NEW YORK: Well-known writer and author Fatima Bhutto has described as “climate refugees” the 33 million people displaced in Pakistan, and made stirring call to the developed countries for help in dealing with the “horrors” left behind by the deadly flooding across the country.
‘The Global North can help the poor of the Global South by taking responsibility for the losses and damages of extreme weather fueled in part by the burning of fossil fuels,” she said in an op-ed published in the New York Times on Saturday.
“The impacts of decades of fossil fuel burning are already too severe, and apply too unevenly to the poor, for the Global North to deny culpability,” Ms.
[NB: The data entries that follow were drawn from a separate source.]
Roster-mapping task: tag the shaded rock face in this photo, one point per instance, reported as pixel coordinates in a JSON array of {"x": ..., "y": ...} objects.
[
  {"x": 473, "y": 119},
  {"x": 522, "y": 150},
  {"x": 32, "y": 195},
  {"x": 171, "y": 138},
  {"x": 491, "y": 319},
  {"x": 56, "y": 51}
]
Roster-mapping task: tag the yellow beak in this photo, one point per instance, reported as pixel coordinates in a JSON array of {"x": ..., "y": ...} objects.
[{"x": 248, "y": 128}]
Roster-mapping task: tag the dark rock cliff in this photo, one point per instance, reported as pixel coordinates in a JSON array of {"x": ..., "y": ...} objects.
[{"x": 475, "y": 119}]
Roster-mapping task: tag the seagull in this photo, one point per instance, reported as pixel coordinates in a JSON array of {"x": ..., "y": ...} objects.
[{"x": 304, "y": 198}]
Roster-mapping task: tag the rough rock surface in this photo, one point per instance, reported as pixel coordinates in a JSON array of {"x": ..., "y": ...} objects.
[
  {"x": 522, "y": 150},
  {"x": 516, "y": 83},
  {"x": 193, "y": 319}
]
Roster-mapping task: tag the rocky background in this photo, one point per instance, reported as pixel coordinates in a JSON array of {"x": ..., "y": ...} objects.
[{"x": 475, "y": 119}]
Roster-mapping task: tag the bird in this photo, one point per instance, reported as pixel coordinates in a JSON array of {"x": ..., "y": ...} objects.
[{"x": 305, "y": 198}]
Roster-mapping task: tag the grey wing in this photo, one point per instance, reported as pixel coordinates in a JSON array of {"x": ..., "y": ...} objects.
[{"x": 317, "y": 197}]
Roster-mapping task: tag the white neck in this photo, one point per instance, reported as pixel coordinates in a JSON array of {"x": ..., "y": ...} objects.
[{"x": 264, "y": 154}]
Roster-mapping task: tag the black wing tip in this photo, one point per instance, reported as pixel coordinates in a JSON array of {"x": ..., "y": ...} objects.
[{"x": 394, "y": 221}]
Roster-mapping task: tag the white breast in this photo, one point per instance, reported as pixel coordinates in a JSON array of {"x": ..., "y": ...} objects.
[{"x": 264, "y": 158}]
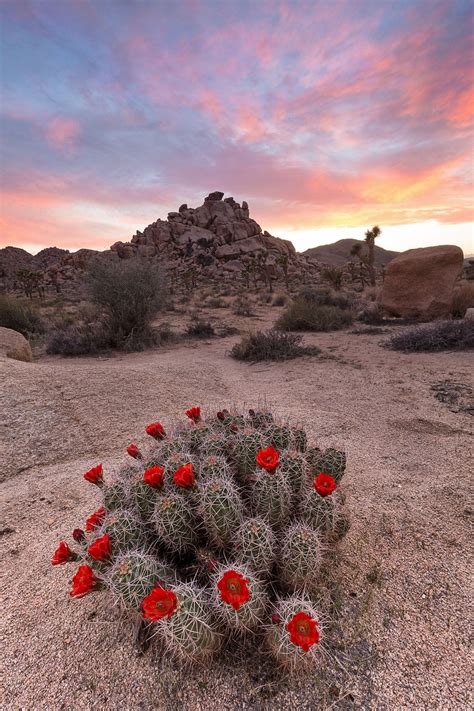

Bhutto said in her article, titled: What Is Owed to Pakistan, Now One-Third Underwater.
After giving in detail the extent of damage caused by the raging waters, she wrote, “Climate change is very likely to have played a role in the extremely heavy rains, and it definitely played a role in the glacial melt. So you can call these people (displayed) climate refugees.
“Remember that phrase. Your country will have them, too,” she added.
Pointing out that the worst hit Sindh suffers in extremis, Bhutto said that the province does not appear to have any disaster preparedness, or any plans in place to reinforce water infrastructure or the barely functioning sewage system.
“Today’s superflood may well prove to be worse — at one point in Sindh Province, rainfall was 508 percent above average”.
But, she said, the lack of attention on Pakistan is “heartbreaking”, as too few major international cultural figures are speaking up in this moment of crisis.